2. understanding critiques of hiphop culture - gender critique of pinay women being overlooked at as equal participants, and fil-am hiphop artist solidifying their stake and participation in this American artform

that being said, is Hiphop political?

i can see MDot's point, all this hiphop is not leading to political clout, a clear agenda, a campaign, measured social change, my push-back is social change for who? and who's base?

as a hiphop fan and activist, its easy to become frustrated at the social critiques that hiphop can have and the social action that follows

hiphop CAN be political just as much as hiphop CAN be fatalistic, objectifying women etc, but it CAN be consciousness raising, reflective and a source for action...but u cannot however organize or brand a whole Hiphop Movement bc its PRACTICE are done by too broad of a base, its the CEOs of record labels to the white suburban kids to black folk to immmigrant communities, to me it's like 60s revolutionary folk trying to co-opt John Lennon n Rock N ROll

i'm not arguing that the Hiphop Generation doesn't have its common issues, but we just run into too much a vague identity and constituency...

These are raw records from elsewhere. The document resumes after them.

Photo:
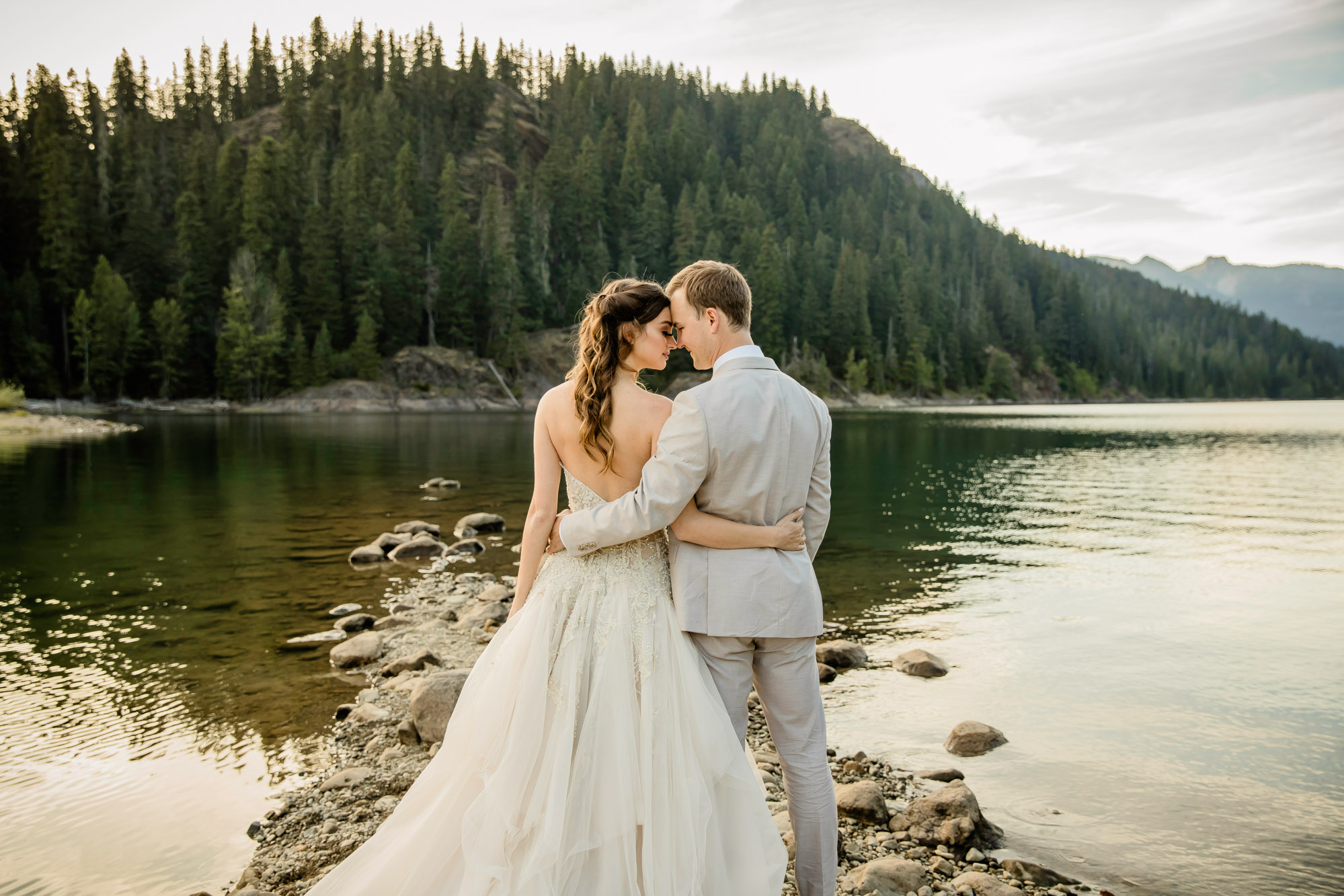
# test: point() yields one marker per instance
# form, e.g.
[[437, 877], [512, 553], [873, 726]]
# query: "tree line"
[[289, 215]]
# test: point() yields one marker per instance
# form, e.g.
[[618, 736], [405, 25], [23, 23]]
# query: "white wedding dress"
[[589, 756]]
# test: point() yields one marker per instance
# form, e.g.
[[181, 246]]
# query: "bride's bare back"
[[637, 417]]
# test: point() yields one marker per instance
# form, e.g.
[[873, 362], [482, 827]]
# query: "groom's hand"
[[554, 544]]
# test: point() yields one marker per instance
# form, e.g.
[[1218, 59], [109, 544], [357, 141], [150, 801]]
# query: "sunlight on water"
[[1147, 600]]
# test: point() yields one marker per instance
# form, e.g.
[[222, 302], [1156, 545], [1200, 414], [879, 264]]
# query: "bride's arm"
[[711, 531], [541, 514]]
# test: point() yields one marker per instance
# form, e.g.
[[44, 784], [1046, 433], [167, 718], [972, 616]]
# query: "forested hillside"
[[274, 220]]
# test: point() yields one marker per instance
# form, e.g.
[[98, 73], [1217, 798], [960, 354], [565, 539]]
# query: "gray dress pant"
[[785, 676]]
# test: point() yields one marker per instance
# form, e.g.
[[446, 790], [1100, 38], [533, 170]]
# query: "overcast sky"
[[1171, 128]]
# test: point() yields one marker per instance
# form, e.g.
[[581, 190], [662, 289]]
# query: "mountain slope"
[[1310, 297]]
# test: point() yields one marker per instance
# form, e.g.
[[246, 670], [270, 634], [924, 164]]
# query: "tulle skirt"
[[589, 756]]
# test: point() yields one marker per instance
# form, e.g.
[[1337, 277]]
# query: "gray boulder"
[[411, 663], [355, 622], [367, 554], [433, 700], [418, 548], [1034, 874], [346, 778], [983, 885], [416, 527], [393, 622], [974, 739], [476, 617], [887, 878], [921, 664], [948, 816], [359, 651], [862, 801], [479, 523], [389, 540], [842, 655]]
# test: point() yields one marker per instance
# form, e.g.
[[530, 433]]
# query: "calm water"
[[1147, 600]]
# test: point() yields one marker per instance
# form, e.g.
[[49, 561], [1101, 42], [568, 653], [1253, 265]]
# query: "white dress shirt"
[[741, 351]]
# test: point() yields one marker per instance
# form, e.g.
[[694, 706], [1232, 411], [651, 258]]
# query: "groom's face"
[[693, 331]]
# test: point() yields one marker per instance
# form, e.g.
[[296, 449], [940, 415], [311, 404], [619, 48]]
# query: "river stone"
[[359, 651], [476, 617], [355, 622], [367, 712], [389, 540], [921, 664], [887, 878], [420, 547], [948, 816], [1034, 874], [367, 554], [416, 527], [346, 778], [480, 523], [391, 622], [433, 699], [974, 739], [413, 661], [842, 655], [983, 885], [863, 801], [406, 733]]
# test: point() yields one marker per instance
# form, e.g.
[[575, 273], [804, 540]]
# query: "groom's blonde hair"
[[715, 285]]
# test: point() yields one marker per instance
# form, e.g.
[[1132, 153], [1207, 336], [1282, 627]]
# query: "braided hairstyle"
[[605, 340]]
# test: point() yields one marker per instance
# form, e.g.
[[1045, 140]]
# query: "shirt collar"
[[741, 351]]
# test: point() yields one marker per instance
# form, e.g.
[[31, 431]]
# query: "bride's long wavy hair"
[[605, 340]]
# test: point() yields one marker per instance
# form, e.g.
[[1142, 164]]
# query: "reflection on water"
[[1148, 601], [147, 587], [1146, 598]]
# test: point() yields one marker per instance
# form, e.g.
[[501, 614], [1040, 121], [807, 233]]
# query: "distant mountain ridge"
[[1310, 297]]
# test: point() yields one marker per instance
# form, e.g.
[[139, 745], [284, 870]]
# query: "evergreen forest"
[[296, 212]]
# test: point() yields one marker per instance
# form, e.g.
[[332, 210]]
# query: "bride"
[[589, 753]]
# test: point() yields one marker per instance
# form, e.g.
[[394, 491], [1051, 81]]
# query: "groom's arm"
[[670, 480], [816, 515]]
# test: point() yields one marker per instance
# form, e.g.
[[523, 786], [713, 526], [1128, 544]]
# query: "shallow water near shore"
[[1147, 600]]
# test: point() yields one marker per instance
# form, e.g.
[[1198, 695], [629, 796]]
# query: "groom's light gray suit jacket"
[[750, 445]]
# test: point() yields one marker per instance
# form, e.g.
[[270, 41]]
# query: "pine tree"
[[169, 325]]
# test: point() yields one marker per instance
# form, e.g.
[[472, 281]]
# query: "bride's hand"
[[788, 534]]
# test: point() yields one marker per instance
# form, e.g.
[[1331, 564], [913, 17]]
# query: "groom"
[[750, 445]]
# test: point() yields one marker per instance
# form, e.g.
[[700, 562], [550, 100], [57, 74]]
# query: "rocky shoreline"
[[900, 832]]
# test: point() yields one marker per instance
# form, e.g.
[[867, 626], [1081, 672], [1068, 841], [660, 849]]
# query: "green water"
[[1147, 600]]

Granted, there's lot of national organizing work being done via Hiphop Caucus, and work to come to a clear agenda setting advocacy etc, but i think Hiphop power lies in local artists reflecting a community, and ultimately it is an avenue to voice/create a community's existing campaigns/issues (im sure there's lots of local examples)

on a transnational example, Blue Scholars, Kiwi, Bambu did the "Stop the Killings" tour hooking up with an organization, Bayan, that does advocacy in the Philippines---now did folk vote out US officials supporting the current Philippine administration?

probably not, but was it an avenue for existing activist, community members, unaware hiphop fans to discuss how US militarism affects our homeland n ways to get involved? sure.

we cannot downplay the importance of culture in organizing movements just like how Vietnamese folk learned about ways to get involved in helping Katrina families through their own ethnic newspapers and church-networks

so is Hiphop political? it can be the front-end of activism. but i think it should be our own local community leadership leading a political/social/economic agenda using Hiphop as a conversation, not the ends of a political action.

Unknown said...

btw---my last comment is in no way trying to "multiculturalize" hiphop or erase the roots of the Black-experience/agenda. i see Hiphop as an avenue of an extension of the Black experience and solidarity of that struggle.

Peace & Justice.

Anonymous said...

Yo... biggup for posting this video! I remember watchin this video courtesy of Wendell Pascual & Jerel Salviejo when the project was completed. Keep holdin it down and pushin forward! peace.